Large-scale databases provide valuable resources but also make the task to quantify TS more challenging. If there were only two tissues, we could apply the -test testing for differential expressions. But now we have more than 50 tissue types in the GTEx project. Pairwise or triplet comparison is computationally inefficient and unfeasible, and creates a burden in multiple hypotheses testing (Cavalli et al., 2011). Moreover, different tissues have different compositions and contextures. Under highly heterogeneous tissue expression, how to distinguish inliers from outliers becomes challenging. We expect that a good TS measurement should have the properties not only identifying overall TS, but also sensitively and robustly measuring expression specificity for each tissue.
In the literature, several methods defined TS in different angles. We summarized them in a workflow presented in Figure 1. Basically, there are two branches.
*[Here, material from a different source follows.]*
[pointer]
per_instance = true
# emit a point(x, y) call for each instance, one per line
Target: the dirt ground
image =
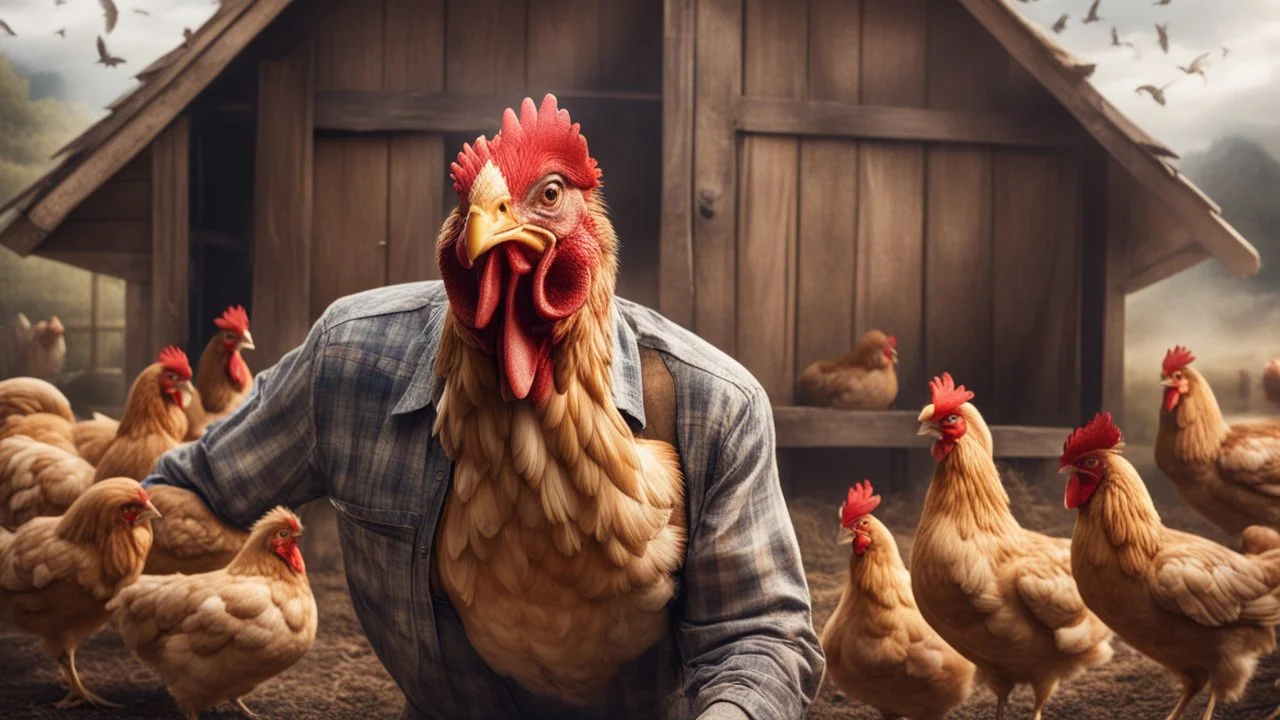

One is to measure overall specificity not identifying the specific tissues, while the other is capable to identify the specific tissue(s). The previous work (Kryuchkova-Mostacci and Robinson-Rechavi, 2017) gave a review on several metrics in these two branches. Here, we listed a few overall level metrices including tau, Gini, Hg, reviewed in Kryuchkova-Mostacci and Robinson-Rechavi (2017). In the tissue level, we categorized various methods to three categories. The category of proportion-based approach includes the Preferential Expression Measure (PEM) (Huminiecki et al., 2003), the Expression Enrichment (EE) (Yu et al., 2006) and the Specificity Measurement (SPM) (Xiao et al., 2010). These measurements rely on the constraint of total sum (or norm) of tissue expression. With or without an extremely high expression, the TS measurements can be dramatically changed.
Fig. 1.
Flowchart of TS score
The z-score relaxes such constraint and is easy to interpret. In the large-scale data analysis, when we measure many tissues, some tissues having related functions could have similar high expression. These outliers can be in unexpectedly large proportion. If we ignore the effect from outliers and simply estimate the mean and variance from all the samples, the TS based on the traditional z-score can be too conservative. Recent work tried to tackle this challenge by identifying inliers and outliers in a more robust way. Along the line of z-score, the work of Jiang et al. (2019) proposed the Robust regression z-score (REZ) to robustly estimate the sample mean and variance from Huber’s estimation taking into account technical variations.
Another category is the fold-change-based approach. This approach includes methods of HPA criterion (Uhlén et al., 2015) and the Specificity Index (SI) (Dougherty et al., 2010). The work of Uhlén et al. (2015) took a direct way to cluster inlier and outlier tissues based on the fold-change of tissue expression for each gene. Their HPA criterion differentiated the highly expressed tissues (outliers, with at least 5-fold-change) from the rest of the tissues (inliers), in the comparison of tissue expressions in terms of the transcripts per kilobase million (TPM) or the reads per kilobase million (RPKM) from RNA-sequencing technology. Based on the inlier and outlier configuration, they classified genes into six fine categories, but it is still a categorical method. For a particular gene, the highest tissue might be expressed as a 10-fold-change or even a 20-fold-change compared to the rest of the tissues, but it is only characterized as ‘enriched’ without a continuous score. More importantly, the specificity based on the fold-change is not comparable across genes. For one gene, an enriched tissue having a 10-fold change compared to the rest does not mean that tissue is more specific in another gene having a 5-fold-change compared to the rest. In the work of Dougherty et al. (2010), they also considered fold-change to identify TS but they converted the values of fold-changes to their ranks across all the genes. They took the significance of the average rank of the fold-changes between one target sample and the rest of the samples as their TS score.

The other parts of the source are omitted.